La ayuda de 10.800 euros se da incluso si la vivienda que se compra es “protegida” (léase, vivienda joven, es decir, cuyo precio ya incluye una importante reducción por la edad del comprador).

¿Quién paga en última instancia el precio artificialmente bajo de la “vivienda joven”, de la ayuda adicional de 10.800 euros y de la ayuda al alquiler de 900 euros mensuales? Lo paga con sus impuestos el trabajador de 45, 55 o 60 años que lleva su vida entera ahorrando para tener una casa en propiedad, pero que nunca lo logrará.  Como ciudadanos, no son iguales que esos “jóvenes”.

El concepto de “joven” es, además, un concepto variable, que el gobierno redefine según le conviene en cada momento.
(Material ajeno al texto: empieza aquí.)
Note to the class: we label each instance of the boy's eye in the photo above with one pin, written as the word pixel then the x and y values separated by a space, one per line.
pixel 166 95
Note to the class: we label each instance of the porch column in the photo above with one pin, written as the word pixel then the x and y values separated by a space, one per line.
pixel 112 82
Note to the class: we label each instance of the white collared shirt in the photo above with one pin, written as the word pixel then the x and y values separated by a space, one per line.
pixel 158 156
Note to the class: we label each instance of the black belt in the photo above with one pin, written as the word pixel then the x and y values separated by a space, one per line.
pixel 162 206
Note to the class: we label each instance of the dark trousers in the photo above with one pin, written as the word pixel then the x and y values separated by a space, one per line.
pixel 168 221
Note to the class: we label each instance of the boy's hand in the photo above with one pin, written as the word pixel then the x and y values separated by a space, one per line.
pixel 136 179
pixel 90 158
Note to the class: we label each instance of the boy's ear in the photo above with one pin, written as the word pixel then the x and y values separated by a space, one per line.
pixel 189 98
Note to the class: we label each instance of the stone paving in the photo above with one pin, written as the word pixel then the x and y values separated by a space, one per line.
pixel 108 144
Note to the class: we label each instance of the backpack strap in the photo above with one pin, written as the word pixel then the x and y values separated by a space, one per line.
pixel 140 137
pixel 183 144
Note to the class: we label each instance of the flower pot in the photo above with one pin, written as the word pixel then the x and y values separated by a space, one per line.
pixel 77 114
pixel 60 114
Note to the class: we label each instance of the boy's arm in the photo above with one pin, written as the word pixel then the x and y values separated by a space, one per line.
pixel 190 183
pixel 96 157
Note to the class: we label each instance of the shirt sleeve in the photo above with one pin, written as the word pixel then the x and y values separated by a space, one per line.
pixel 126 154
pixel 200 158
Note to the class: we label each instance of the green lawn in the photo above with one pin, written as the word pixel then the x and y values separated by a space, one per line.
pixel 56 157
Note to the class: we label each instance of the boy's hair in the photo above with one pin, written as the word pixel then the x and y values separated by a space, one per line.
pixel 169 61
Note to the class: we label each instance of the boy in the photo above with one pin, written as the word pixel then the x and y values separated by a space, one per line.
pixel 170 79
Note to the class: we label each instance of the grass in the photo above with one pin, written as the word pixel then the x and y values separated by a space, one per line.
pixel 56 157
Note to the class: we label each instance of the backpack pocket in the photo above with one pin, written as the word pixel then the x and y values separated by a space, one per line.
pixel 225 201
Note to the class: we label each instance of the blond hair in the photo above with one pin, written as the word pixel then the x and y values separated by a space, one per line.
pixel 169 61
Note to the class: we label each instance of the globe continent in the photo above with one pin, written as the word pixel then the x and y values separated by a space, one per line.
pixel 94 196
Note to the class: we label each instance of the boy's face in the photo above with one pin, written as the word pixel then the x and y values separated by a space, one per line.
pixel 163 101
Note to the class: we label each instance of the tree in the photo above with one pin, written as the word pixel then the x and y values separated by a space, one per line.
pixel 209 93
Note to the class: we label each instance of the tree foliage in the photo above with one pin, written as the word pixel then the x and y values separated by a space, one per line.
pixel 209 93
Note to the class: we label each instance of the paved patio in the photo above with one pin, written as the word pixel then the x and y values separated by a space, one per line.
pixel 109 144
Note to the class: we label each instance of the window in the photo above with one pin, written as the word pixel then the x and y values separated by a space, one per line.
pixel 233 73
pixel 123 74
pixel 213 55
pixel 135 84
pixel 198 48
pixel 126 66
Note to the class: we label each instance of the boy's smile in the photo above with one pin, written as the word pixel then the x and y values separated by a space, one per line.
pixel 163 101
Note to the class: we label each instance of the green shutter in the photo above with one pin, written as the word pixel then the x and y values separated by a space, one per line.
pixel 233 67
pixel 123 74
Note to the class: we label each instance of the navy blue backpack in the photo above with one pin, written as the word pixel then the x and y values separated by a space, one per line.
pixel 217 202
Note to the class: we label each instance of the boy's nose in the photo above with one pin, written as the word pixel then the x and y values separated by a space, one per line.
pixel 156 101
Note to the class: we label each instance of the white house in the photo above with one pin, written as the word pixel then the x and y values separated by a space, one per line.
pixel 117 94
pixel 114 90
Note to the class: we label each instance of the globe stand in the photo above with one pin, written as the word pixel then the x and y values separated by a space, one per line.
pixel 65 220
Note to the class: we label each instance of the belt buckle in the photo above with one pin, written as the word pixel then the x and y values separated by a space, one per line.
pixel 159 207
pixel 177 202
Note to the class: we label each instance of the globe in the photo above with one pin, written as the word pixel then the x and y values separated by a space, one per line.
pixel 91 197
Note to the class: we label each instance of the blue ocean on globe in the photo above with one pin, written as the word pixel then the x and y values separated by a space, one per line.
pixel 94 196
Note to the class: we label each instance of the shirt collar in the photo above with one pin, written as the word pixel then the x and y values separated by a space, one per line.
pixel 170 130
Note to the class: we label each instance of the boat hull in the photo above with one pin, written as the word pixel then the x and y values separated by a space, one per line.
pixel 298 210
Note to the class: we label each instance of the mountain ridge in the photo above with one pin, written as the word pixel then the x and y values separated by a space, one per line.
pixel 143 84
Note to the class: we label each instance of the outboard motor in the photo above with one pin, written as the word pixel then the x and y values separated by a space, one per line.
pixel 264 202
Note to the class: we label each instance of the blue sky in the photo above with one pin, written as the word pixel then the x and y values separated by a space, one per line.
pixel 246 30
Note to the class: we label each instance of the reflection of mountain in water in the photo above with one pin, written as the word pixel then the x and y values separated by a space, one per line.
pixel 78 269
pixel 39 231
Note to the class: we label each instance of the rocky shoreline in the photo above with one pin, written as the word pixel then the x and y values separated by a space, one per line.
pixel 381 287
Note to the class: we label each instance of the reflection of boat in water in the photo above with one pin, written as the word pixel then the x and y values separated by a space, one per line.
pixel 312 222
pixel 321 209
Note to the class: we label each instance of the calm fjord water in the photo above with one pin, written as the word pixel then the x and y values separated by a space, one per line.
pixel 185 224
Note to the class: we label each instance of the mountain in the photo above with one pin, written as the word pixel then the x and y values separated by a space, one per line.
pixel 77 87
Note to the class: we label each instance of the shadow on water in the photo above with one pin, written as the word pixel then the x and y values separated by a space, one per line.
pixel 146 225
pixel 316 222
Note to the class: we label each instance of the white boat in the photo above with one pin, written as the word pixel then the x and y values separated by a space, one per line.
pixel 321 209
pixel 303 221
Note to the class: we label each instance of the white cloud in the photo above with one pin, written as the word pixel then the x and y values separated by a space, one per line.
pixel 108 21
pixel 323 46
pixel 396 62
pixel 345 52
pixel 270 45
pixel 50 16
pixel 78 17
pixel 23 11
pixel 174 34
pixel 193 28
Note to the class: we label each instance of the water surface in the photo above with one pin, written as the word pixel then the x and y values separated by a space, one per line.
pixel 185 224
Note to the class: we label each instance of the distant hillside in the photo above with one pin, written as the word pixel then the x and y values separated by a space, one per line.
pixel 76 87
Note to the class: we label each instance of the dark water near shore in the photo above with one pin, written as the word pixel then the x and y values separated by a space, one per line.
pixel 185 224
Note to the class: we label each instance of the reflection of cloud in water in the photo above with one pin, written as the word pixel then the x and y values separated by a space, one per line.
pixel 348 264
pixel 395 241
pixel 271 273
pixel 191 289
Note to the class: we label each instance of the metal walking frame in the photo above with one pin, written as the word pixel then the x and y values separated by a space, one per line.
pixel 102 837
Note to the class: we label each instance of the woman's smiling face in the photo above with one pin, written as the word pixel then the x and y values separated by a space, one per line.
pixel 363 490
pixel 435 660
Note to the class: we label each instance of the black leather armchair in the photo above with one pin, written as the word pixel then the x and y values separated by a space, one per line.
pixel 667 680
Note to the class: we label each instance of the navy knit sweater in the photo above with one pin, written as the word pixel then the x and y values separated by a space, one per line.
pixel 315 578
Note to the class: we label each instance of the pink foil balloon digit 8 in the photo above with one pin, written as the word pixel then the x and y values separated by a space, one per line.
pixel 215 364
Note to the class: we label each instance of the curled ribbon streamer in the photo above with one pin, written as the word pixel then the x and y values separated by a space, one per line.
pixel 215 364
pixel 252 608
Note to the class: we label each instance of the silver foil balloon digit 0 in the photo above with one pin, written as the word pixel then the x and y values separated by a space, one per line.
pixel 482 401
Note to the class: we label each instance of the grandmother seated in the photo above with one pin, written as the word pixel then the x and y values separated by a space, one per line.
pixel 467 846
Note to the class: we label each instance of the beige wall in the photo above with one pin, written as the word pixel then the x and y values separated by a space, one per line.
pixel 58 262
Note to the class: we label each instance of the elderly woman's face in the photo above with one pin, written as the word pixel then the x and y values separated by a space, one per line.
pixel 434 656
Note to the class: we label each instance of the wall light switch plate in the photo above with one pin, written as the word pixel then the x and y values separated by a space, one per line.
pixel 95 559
Y da igual si esos “jóvenes” cuentan con recursos económicos para adquirir una vivienda (sin duda los habrá que a la edad de 35 años cuenten con recursos sobrados). El único criterio que se tiene en cuenta es su edad, lo que pone de manifeisto el carácter profundamente injusto y manipulador de esta y otras medidas semenjantes. El privilegio que a unos se les otorga injustamente por razón de su edad, a otos se les deniega de mood igualmente injusto también por razón de su edad.

Nadie quiere estar contra los jóvenes, claro está, y ni siquiera dar la impresión de estarlo. Eso impone una auténtica ley del silencio ante este tipo de acciones, y los gobernantes y políticos en general se valen de ello para utilizar la injusticia y el privilegio con objeto de sobornar el voto joven.

De esta manera se viola el derecho inalienable a la igualdad. Unos políticos incompetentes y deseosos de comprar votos están generando auténtico antagonismo social en nuestro país.

En el caso concreto de estas nuevas ayudas,  el Gobierno trata a la desesperada de mitigar el impacto negativo que ha tenido para el Partido Popular el último escándalo de corrupción (el caso Igancio González, destapado hace tan solo unos días). He ahí la razón de lo sorprendente e inesperado de esta medida, que no estaba prevista en la legislación sobre acceso a la vivienda que acaba de aprobarse.

No hay peor corrupción que la corrupción de la ley.